There is nothing wrong with a minor step back following such a large up-day. The key is hanging on to what’s left. Stay above 3,850 and everything is fine. Falling under 3,800 so soon after bouncing off this key support level tells us there is a serious demand problem and the selling is only just getting started.
This bull market deserves the benefit of doubt because it hasn’t let us down yet. Until we experience a more material breakdown, expect every dip to bounce within days, if not hours. If this market was fragile and overbought, it would have collapsed a long time ago. (Pro-tip for all the cynics out there, weak fragile don’t keep setting record highs.)
But enough about the indexes. One of the most noteworthy stock performances of the day came from ZM. It announced blowout quarterly results Monday after the close and the stock popped Tuesday morning. Unfortunately, that was as good as it got. Within hours, that impressive 8% opening gain turned into a dreadful -9% closing loss. That’s a 17% swing from the highs to the lows.

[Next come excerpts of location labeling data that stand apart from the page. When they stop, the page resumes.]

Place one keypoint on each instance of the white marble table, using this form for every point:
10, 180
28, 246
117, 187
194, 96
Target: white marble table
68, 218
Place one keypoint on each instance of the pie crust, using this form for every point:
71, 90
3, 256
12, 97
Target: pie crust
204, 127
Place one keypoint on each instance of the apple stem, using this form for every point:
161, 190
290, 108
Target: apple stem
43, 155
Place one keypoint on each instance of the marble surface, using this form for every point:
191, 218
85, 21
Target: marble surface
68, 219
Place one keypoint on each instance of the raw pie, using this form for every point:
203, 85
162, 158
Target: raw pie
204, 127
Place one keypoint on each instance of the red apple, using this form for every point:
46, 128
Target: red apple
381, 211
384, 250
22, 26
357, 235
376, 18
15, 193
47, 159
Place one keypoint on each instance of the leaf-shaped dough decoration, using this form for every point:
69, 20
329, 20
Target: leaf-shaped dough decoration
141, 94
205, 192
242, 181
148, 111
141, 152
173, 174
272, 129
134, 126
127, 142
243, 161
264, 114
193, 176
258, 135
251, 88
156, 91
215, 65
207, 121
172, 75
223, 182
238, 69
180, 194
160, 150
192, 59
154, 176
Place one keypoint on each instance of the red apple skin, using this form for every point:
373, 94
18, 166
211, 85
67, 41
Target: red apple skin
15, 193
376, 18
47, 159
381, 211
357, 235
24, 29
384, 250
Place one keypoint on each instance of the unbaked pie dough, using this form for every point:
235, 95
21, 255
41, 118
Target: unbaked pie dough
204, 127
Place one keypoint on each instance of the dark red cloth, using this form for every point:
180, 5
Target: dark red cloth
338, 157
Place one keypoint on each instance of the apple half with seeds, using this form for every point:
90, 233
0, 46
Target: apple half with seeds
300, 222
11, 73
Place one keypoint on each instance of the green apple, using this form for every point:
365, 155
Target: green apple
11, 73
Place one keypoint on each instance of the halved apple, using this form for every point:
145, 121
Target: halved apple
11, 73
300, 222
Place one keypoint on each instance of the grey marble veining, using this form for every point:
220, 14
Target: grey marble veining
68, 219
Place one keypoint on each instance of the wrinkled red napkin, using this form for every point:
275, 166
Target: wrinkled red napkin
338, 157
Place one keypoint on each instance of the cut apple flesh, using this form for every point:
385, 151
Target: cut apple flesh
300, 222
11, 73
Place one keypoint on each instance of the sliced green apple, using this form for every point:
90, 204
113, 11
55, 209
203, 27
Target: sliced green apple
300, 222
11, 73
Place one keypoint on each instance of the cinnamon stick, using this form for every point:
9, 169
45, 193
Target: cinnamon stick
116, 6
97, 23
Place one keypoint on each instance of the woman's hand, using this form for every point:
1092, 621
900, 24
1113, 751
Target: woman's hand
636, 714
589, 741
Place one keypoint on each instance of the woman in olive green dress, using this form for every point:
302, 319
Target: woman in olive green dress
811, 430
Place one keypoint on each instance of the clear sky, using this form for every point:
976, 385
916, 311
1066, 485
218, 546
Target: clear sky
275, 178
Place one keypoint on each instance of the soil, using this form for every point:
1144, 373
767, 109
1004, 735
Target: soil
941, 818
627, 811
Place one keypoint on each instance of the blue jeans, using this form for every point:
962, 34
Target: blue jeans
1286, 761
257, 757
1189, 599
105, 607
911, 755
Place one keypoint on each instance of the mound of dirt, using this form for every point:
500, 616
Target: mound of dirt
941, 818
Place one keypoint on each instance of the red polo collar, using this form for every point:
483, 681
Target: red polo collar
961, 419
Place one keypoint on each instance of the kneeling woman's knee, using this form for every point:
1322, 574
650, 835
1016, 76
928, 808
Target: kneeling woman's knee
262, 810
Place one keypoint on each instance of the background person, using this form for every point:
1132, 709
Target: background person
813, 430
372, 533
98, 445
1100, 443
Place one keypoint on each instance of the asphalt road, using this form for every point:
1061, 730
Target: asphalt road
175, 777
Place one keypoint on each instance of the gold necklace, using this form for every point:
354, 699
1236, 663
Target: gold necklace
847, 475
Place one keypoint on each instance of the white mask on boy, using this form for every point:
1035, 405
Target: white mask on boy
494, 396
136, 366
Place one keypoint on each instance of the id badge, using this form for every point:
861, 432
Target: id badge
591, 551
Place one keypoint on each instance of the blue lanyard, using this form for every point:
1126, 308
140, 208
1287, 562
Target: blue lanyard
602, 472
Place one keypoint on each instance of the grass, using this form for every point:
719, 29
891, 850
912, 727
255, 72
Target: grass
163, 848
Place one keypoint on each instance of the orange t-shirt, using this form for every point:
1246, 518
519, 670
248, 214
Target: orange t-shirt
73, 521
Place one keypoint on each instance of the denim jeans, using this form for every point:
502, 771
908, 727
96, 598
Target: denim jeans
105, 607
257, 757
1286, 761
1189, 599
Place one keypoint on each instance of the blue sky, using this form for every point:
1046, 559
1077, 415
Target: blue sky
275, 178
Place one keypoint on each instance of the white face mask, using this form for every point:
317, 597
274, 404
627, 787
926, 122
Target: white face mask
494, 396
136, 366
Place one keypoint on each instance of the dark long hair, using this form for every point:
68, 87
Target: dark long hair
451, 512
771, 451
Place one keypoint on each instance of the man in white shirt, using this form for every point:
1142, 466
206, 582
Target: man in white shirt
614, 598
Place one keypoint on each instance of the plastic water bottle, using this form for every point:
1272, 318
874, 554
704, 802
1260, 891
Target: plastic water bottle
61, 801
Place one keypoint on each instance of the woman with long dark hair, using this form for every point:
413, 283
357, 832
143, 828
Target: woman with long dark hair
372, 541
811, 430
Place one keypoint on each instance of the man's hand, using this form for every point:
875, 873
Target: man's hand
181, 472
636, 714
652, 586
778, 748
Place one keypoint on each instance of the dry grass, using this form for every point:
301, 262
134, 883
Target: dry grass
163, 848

There are few things in the stock market that look worse than this. In fact, I cannot think of anything worse than such an epic midday collapse. Rather than cheer the news, most owners did their best impersonation of rats abandoning a sinking ship.
A stock that cannot go up on good news is in desperate shape and destined to keep going lower. ZM is a strong short as long as it remains below $400.